If the cough persists, a combination of gravity and patting should be tried. To do this, help the victim bend down so that his head is lower than his lungs, and sharply slam his palm between his shoulder blades. If necessary, you can do this three more times. Look into the mouth and if a foreign body pops up, remove it. If not, try to push it out with air pressure, which is created by sharp thrusts in the stomach. To do this, if the victim is conscious and able to stand, stand behind him and wrap your arms around his waist. Clench one hand into a fist and press it to the stomach with the side where the thumb is. Make sure that the fist is between the navel and the lower edge of the sternum. Place your other hand on your fist and press sharply up and into your abdomen (Figure 2.6).

Do this, if necessary, up to four times. Pause after each press and be prepared to quickly remove anything that might fly out of the windpipe. If the cough does not stop, alternate four slaps on the back and four pressures on the abdomen until the foreign body can be removed. If the cough persists, alternate hand thrusts into the victim's stomach with a slap on the back.

Rice. 2.6. Removal of a foreign body from the respiratory tract

If the victim is unconscious, then in order to press his stomach, turn him over on his back. Get on your knees so that he is between your legs, put your hand between your navel and sternum, and the other hand on the first. Make four clicks as described above. If the interference persists and the patient has stopped breathing, it is necessary to start artificial respiration and heart massage.

With complete closure of the airways, developed asphyxia and the inability to remove a foreign body, the only measure of salvation is an emergency tracheotomy. The victim should be immediately transported to a medical facility.

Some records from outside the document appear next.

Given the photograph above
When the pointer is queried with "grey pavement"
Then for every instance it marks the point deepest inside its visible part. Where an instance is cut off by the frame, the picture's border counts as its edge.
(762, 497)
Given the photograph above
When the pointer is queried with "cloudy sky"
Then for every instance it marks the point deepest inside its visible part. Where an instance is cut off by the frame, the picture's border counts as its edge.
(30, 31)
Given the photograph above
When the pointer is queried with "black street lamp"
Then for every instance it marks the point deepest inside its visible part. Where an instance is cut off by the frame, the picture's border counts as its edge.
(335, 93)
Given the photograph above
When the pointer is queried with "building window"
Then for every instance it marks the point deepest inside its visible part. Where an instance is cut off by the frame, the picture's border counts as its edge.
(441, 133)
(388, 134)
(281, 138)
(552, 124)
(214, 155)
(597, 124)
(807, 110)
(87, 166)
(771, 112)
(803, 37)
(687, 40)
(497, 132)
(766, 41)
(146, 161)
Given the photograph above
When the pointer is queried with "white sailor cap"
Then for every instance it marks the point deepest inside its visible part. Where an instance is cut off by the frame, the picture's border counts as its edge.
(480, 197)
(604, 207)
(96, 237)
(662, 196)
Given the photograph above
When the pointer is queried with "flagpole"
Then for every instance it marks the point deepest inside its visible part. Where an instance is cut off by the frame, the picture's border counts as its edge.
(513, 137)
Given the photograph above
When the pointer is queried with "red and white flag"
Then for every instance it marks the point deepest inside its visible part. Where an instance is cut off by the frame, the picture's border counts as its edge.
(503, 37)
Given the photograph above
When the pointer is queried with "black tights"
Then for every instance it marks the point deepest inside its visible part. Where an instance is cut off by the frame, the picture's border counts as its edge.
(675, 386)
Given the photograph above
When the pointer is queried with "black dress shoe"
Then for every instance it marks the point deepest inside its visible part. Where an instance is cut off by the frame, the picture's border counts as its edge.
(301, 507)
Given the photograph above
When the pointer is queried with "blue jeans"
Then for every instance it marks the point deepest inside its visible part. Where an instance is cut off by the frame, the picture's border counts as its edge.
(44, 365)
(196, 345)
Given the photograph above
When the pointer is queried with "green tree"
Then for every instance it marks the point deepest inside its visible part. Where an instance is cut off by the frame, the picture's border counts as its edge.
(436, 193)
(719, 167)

Most often, foreign bodies of the respiratory tract are observed in children. If the child has inhaled some small object, ask him to cough sharper, harder - sometimes, in this way, it is possible to push the foreign body out of the larynx. Or put the baby upside down on your lap and pat on the back. Try to take a small child firmly by the legs and lower it upside down, also patting on the back (Fig. 2.7).

Fig.2.7. Removal of a foreign body from the respiratory tract of a child

If this does not help, urgent medical care is needed, since a foreign body can also get into the bronchi, which is very dangerous. Special emergency measures are needed to extract it.